Werner noted in its first quarter earnings release that revenues, excluding trucking fuel surcharges, declined 6% to $417 million in first quarter of 2008 compared to $443.5 million in first quarter of 2007. Earnings per share decreased 43% to12 cents a share, compared to 21 cents per share in first quarter last year.
It‘s interesting to note, though, that if you include fuel surcharges, Werner‘s revenue stream actually increased 2% to $512.8 million in first quarter of 2008 compared to $503.9 million in first quarter 2007. Yet despite that gain, fuel costs are still eating a hole in Werner‘s pockets.
Compared to the same months in 2007, Werner said diesel fuel costs were 88 cents per gallon higher in January 2008, 92 cents per gallon higher in February 2008, and 117 cents per gallon higher in March 2008. “Due to the rapid increase in diesel fuel prices during first quarter of 2008, there was a lag between the timing of the fuel cost increase and the delayed recovery of fuel surcharge revenues that caused the company‘s fuel surcharge recovery percentage to fall below the typical recovery rate,” the carrier noted. “For the first 16 days of April 2008 compared to the same period in 2007, average fuel prices increased 110 cents per gallon.”
Then of course there‘s the continuing softness in freight demand, most noticeable in Werner‘s medium-to-long haul dry van business segment.
“The continuing softness in the housing and automotive sectors that are not large markets for Werner caused carriers that serve these markets to compete more aggressively in the consumer non-durable markets principally served by Werner,” the company noted. “In addition, slowing economic growth and retail inventory tightening also contributed to lower freight demand. These factors and the significant increase in truck supply caused by the industry truck pre-buy prior to the 2007 engine regulation change led to a very competitive market in first quarter of 2008.”
Other carriers are noting similar conditions. Describing the business climate as “lackluster at best,” Douglas Stotlar, president and CEO of Con-Way Inc., said, “We‘re operating in a challenging and uncertain economic environment, which continues to restrain demand and place pressure on pricing and margins. Based on current economic data and feedback from our customers, there appear to be few catalysts to accelerate demand in the freight markets, at least in the short term.”
Some metrics that Con-way noted show the impact higher fuel prices are having on the bottom line of many carriers.
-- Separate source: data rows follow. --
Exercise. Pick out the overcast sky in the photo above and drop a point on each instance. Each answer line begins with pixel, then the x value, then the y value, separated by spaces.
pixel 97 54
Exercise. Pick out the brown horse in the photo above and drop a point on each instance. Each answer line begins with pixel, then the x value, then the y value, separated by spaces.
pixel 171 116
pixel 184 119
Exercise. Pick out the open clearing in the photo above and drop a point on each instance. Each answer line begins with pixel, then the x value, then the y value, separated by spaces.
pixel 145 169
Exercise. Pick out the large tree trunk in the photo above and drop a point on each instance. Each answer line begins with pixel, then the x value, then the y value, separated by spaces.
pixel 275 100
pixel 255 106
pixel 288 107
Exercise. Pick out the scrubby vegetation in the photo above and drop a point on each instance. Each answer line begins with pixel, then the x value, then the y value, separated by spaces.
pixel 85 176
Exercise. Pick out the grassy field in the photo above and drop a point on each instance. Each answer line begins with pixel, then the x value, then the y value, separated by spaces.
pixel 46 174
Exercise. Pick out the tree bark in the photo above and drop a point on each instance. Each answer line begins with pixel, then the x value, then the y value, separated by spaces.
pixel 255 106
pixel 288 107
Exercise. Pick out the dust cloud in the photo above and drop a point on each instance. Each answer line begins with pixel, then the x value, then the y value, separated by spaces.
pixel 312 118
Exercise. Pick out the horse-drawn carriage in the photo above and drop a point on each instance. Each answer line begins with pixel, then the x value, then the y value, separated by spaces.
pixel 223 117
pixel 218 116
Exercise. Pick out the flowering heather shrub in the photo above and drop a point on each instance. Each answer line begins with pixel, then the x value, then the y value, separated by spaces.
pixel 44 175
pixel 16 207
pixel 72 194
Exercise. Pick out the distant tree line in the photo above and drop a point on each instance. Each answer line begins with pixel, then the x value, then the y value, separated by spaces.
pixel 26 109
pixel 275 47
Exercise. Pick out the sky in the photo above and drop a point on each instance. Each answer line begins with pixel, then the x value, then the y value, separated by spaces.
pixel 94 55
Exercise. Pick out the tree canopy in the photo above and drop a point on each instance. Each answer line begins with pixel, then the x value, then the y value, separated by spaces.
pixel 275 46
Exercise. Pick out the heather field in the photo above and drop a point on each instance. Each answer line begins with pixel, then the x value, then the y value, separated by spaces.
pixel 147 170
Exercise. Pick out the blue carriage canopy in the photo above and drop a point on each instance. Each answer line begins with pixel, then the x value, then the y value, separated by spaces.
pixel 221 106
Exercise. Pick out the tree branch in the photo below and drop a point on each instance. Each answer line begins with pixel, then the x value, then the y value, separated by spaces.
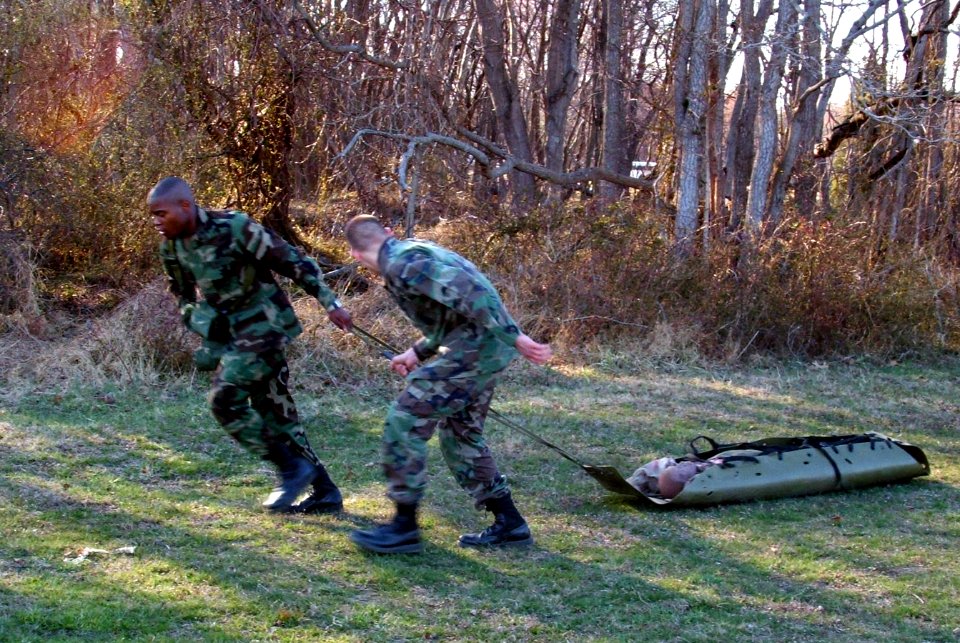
pixel 346 49
pixel 491 168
For Con-way, the impact on its trucking freight business looks like this:
-- Operating income of $36.1 million, a decrease of 24.3% from the $47.7 million earned in the first quarter of 2007. The decrease reflected the effect of unprecedented fuel costs, the influence of pricing pressures on cost recovery, and higher operating expense. Income in the first quarter of 2008 also was lower in part due to $5.2 million in expenses for completion of Con-way Freight‘s business transformation.
-- Revenues of $743.3 million, a 9.4% increase over last year‘s first-quarter revenues of $679.7 million.
-- Tonnage per day handled by Con-way Freight increased 3.1% over the first quarter of 2007.
-- Yield for Con-way Freight improved 7.8% from the first quarter of 2007 ... however, if you exclude the carrier‘s fuel surcharge, yield improved only 2.1%.
-- Finally, there‘s the operating ratio - and in this case the higher the number, the worse the ratio. Con-way Freight said it recorded an operating ratio of 95.2 in the first quarter of 2008 compared to 93.2 in first-quarter last year, reflecting the extraordinary escalation in fuel costs, pricing pressures and higher operating costs. Excluding the previously noted business transformation costs, the operating ratio reached 94.4 for the first quarter this year.
Not pretty, by any stretch of the imagination, but then again all things considered things could be worse.
Nevertheless, Con-way is lowering its earnings outlook for 2008, now expecting diluted earnings per share from continuing operations to be between $3 and $3.40 per share, down from its previous estimates of $3.40 and $3.80 a share.
“Given the weak demand environment and the inflationary effect of unprecedented energy costs, we believe pricing will remain under pressure for some time,” said Stotlar. “Until such time as we have tangible evidence of improving economic conditions we believe a cautious, measured approach to the outlook for earnings is warranted.”